Estimating the Technology of Children's Skill Formation
NBER Working Paper No. 22442
We develop a new estimator for the process of children's skill formation in which children's skills endogenously develop according to a dynamic latent factor structure. Rather than assuming skills are measured perfectly by a particular measure, we accommodate the variety of skills measures used in practice and allow latent skills to be measured with error using a system of arbitrarily located and scaled measures. For commonly estimated production technologies, which already have a known location and scale, we prove non-parametric identification of the primitive production function parameters. We treat the parameters of the measurement model as "nuisance" parameters and use transformations of moments of the measurement data to eliminate them, analogous to the data transformations used to eliminate fixed effects with panel data. We develop additional, empirically grounded, restrictions on the measurement process that allow identification of more general production technologies, including those exhibiting Hicks neutral total factor productivity (TFP) dynamics and non-constant returns to scale.
We use our identification results to develop a sequential estimation algorithm for the joint dynamic process of investment and skill development, correcting for the biases due to measurement error in skills and investment.

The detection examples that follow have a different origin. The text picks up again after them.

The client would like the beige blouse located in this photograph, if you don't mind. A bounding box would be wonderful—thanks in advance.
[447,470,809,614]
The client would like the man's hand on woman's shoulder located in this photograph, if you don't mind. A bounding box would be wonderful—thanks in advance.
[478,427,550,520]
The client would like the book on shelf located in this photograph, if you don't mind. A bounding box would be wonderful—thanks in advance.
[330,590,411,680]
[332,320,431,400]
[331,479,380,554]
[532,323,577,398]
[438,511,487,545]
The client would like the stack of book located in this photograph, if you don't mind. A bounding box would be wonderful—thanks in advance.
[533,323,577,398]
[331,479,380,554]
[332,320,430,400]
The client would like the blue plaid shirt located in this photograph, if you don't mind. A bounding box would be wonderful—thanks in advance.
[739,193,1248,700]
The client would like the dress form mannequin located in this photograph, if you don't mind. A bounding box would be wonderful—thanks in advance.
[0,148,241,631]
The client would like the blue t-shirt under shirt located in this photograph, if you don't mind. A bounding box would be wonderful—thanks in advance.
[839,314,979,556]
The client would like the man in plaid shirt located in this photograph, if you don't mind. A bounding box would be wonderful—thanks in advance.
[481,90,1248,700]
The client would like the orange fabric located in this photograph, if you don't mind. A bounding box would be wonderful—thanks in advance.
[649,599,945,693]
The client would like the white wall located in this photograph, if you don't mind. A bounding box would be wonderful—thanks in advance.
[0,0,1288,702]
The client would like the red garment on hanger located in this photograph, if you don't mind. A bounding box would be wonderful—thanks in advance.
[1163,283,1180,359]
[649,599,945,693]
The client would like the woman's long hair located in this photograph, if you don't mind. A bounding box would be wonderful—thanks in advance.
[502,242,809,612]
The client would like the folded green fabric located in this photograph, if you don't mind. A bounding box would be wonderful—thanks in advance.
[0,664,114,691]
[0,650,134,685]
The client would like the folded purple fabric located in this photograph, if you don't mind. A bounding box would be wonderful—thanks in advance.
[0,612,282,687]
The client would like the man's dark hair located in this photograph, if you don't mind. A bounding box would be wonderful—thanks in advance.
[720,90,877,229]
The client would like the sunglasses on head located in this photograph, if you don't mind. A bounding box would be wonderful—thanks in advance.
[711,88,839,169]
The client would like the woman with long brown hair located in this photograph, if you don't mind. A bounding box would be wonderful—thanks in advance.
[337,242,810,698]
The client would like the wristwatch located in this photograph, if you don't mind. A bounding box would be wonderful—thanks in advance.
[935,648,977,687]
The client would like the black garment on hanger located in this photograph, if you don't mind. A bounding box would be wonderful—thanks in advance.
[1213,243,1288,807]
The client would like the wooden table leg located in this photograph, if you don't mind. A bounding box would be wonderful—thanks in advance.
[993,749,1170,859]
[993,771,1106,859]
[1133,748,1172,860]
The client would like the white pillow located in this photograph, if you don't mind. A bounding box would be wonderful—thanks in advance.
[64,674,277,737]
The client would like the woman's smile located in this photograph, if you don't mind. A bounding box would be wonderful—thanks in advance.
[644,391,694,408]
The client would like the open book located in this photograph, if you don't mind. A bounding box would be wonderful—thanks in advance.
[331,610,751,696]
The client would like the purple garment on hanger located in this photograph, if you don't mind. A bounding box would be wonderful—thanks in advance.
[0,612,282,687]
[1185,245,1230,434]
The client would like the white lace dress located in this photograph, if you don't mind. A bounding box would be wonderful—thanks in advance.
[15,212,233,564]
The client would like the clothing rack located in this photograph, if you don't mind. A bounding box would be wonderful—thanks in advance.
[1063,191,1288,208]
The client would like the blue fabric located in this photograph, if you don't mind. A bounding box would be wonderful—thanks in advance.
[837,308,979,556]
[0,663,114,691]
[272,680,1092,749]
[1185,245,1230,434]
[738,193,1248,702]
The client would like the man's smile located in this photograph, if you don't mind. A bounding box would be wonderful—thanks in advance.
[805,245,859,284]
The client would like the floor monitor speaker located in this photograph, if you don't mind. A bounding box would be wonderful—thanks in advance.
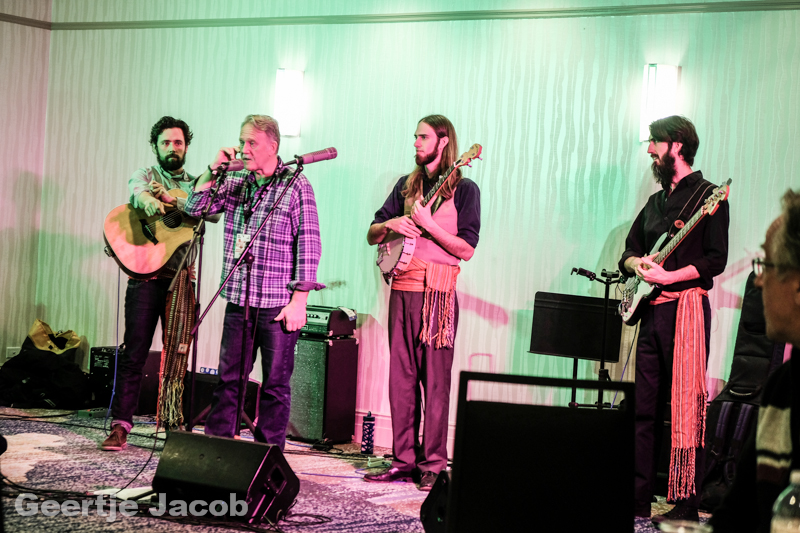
[446,372,635,533]
[153,431,300,524]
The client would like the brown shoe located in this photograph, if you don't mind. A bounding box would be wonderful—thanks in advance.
[418,471,436,492]
[100,424,128,452]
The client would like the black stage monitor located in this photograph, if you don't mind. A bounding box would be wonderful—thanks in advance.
[530,291,622,363]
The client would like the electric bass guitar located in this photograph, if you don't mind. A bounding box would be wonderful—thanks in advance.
[375,144,483,283]
[619,180,732,326]
[103,189,199,279]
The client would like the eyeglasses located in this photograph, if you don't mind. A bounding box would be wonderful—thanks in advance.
[753,257,778,276]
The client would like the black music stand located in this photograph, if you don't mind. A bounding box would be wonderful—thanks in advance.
[529,291,622,409]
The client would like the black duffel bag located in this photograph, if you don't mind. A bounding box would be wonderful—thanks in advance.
[0,319,90,409]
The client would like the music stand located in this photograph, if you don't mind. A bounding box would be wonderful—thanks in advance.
[529,291,622,409]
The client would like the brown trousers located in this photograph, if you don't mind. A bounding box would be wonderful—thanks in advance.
[389,290,458,474]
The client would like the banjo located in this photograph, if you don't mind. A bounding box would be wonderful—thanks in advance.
[375,144,483,283]
[619,180,731,326]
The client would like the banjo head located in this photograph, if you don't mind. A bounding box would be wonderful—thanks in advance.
[375,237,416,276]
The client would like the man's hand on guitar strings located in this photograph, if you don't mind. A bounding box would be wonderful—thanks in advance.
[636,254,673,285]
[139,192,166,217]
[386,217,422,238]
[275,301,308,331]
[149,180,178,209]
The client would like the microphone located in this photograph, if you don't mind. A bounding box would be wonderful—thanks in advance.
[570,268,597,281]
[284,148,339,165]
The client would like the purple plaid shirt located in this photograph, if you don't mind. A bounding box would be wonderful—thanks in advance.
[185,159,325,308]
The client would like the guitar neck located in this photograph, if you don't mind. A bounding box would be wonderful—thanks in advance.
[653,202,706,265]
[422,159,461,207]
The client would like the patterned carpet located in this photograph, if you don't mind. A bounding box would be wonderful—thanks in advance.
[0,408,707,533]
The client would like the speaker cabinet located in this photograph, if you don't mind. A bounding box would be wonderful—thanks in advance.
[419,470,450,533]
[184,371,261,424]
[286,335,358,442]
[153,431,300,524]
[446,372,635,533]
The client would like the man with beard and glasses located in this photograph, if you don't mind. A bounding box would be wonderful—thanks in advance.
[364,115,481,491]
[100,117,219,451]
[619,116,730,523]
[708,190,800,533]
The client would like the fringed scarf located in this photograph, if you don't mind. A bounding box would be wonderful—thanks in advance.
[419,263,461,350]
[653,287,708,501]
[156,268,195,428]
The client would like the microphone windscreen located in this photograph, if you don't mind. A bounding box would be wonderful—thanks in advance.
[303,148,339,165]
[228,159,244,172]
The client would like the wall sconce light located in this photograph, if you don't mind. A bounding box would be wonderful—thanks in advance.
[275,68,305,137]
[639,63,681,141]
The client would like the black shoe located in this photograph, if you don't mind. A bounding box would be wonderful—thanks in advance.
[364,467,411,483]
[651,502,700,526]
[419,470,436,492]
[100,424,128,452]
[633,502,651,518]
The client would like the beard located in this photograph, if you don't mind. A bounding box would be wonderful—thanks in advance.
[650,153,678,191]
[156,154,186,172]
[414,138,442,167]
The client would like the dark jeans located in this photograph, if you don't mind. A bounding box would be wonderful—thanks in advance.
[206,303,300,450]
[111,279,172,431]
[635,297,711,508]
[389,290,458,474]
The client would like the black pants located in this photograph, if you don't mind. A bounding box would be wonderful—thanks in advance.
[635,297,711,509]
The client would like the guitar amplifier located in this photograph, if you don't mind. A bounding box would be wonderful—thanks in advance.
[300,305,357,337]
[286,334,358,443]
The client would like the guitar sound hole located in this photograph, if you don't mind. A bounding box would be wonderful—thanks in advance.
[161,212,183,229]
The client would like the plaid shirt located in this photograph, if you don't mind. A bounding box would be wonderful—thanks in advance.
[186,159,325,308]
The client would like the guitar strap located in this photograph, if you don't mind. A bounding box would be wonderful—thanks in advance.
[431,196,444,216]
[665,184,714,232]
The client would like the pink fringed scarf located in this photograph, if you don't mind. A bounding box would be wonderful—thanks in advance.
[419,263,461,349]
[392,257,461,349]
[653,287,708,501]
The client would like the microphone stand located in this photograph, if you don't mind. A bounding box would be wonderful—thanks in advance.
[167,168,228,433]
[569,268,622,409]
[191,162,303,436]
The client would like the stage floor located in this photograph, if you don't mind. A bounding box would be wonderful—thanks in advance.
[0,408,707,533]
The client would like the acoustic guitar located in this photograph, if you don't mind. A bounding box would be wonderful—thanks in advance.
[103,189,198,279]
[619,180,732,326]
[375,144,483,283]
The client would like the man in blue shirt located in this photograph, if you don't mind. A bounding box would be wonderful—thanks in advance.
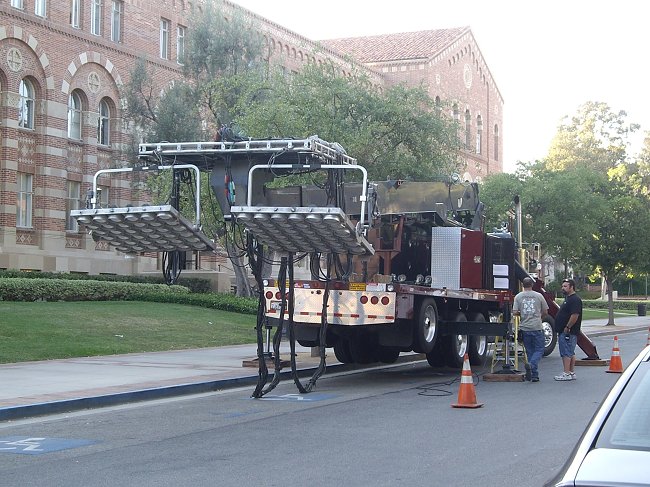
[512,277,548,382]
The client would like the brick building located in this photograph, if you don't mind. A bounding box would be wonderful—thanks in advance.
[0,0,503,274]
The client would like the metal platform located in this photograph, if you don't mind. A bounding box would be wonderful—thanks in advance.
[70,205,215,253]
[230,206,375,255]
[138,135,357,170]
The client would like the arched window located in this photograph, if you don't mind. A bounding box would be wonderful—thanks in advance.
[465,108,472,150]
[18,79,34,129]
[97,100,111,145]
[68,91,81,140]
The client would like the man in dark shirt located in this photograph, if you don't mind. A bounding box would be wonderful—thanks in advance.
[554,279,582,381]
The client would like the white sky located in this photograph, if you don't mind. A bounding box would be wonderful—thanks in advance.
[233,0,650,171]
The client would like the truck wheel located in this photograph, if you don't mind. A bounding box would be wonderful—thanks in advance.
[444,313,469,369]
[412,298,438,353]
[468,313,488,366]
[542,315,557,357]
[334,338,352,364]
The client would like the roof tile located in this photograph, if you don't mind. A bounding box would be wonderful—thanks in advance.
[319,27,469,63]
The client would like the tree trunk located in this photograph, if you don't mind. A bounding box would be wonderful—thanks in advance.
[605,276,616,326]
[226,239,253,297]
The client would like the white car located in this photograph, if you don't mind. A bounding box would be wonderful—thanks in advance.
[545,346,650,487]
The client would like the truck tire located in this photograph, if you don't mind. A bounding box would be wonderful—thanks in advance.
[334,338,352,364]
[443,313,469,369]
[468,313,488,366]
[412,298,439,353]
[542,315,557,357]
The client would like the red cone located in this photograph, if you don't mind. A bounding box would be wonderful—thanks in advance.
[605,336,623,374]
[451,354,483,408]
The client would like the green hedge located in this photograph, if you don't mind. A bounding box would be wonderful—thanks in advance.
[0,277,189,301]
[0,269,212,293]
[582,299,650,311]
[0,277,257,314]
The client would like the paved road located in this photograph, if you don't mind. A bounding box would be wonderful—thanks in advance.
[0,330,647,487]
[0,316,650,421]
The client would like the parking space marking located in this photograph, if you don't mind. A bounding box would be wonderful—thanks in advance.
[0,436,97,455]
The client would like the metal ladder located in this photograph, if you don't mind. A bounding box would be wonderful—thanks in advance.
[490,316,528,373]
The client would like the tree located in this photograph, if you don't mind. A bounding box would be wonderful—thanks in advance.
[586,180,650,325]
[123,0,262,295]
[480,173,524,231]
[236,62,461,181]
[527,102,650,325]
[546,102,639,171]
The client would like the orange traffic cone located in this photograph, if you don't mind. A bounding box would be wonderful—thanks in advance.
[605,336,623,374]
[451,354,483,408]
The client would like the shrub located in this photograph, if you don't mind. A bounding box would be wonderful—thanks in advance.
[0,277,258,314]
[0,269,211,293]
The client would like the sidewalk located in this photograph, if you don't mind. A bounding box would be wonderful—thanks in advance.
[0,316,650,421]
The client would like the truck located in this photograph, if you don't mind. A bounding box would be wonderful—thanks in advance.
[72,136,596,394]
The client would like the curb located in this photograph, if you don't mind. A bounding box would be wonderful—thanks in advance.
[581,325,648,337]
[0,354,425,422]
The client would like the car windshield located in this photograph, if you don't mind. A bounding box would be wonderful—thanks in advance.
[596,362,650,451]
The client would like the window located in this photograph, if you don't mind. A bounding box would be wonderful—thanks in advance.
[97,100,111,145]
[111,0,124,42]
[68,91,81,140]
[70,0,81,29]
[16,173,34,228]
[465,110,472,150]
[90,0,102,36]
[176,25,185,64]
[160,19,169,59]
[65,181,81,232]
[34,0,47,17]
[18,79,34,129]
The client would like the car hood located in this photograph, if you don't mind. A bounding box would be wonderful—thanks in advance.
[575,448,650,487]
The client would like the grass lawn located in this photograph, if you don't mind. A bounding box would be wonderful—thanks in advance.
[0,301,636,363]
[0,301,256,363]
[582,308,636,320]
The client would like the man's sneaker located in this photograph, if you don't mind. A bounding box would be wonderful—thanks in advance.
[524,364,531,381]
[553,372,573,380]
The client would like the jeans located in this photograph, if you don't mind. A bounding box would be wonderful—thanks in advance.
[557,332,578,357]
[521,330,544,377]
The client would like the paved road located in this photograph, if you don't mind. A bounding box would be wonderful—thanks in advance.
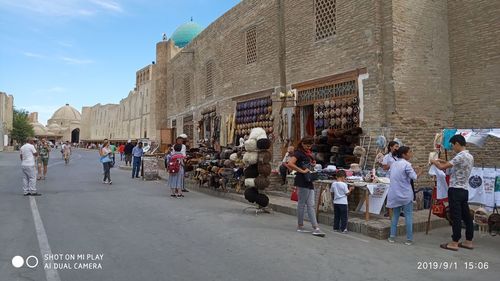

Using data for the United States, we estimate the technology of skill formation, the process of parental investments in children, and the adult distribution of completed schooling and earnings, allowing the production technology and investment process to freely vary as the child ages. Our estimates of high TFP and increasing returns to scale at early ages indicate that investments are particularly productive at these ages. We find that the marginal productivity of early investments is substantially higher for children with lower existing skills, suggesting the optimal targeting of interventions to disadvantaged children. Our estimates of the dynamic process of investment and skill development allow us to estimate heterogeneous treatment effects of policy interventions. We show that even a modest transfer of family income to families at ages 5-6 would substantially increase children's skills, completed schooling, and adult earnings, with the effects largest for low income families.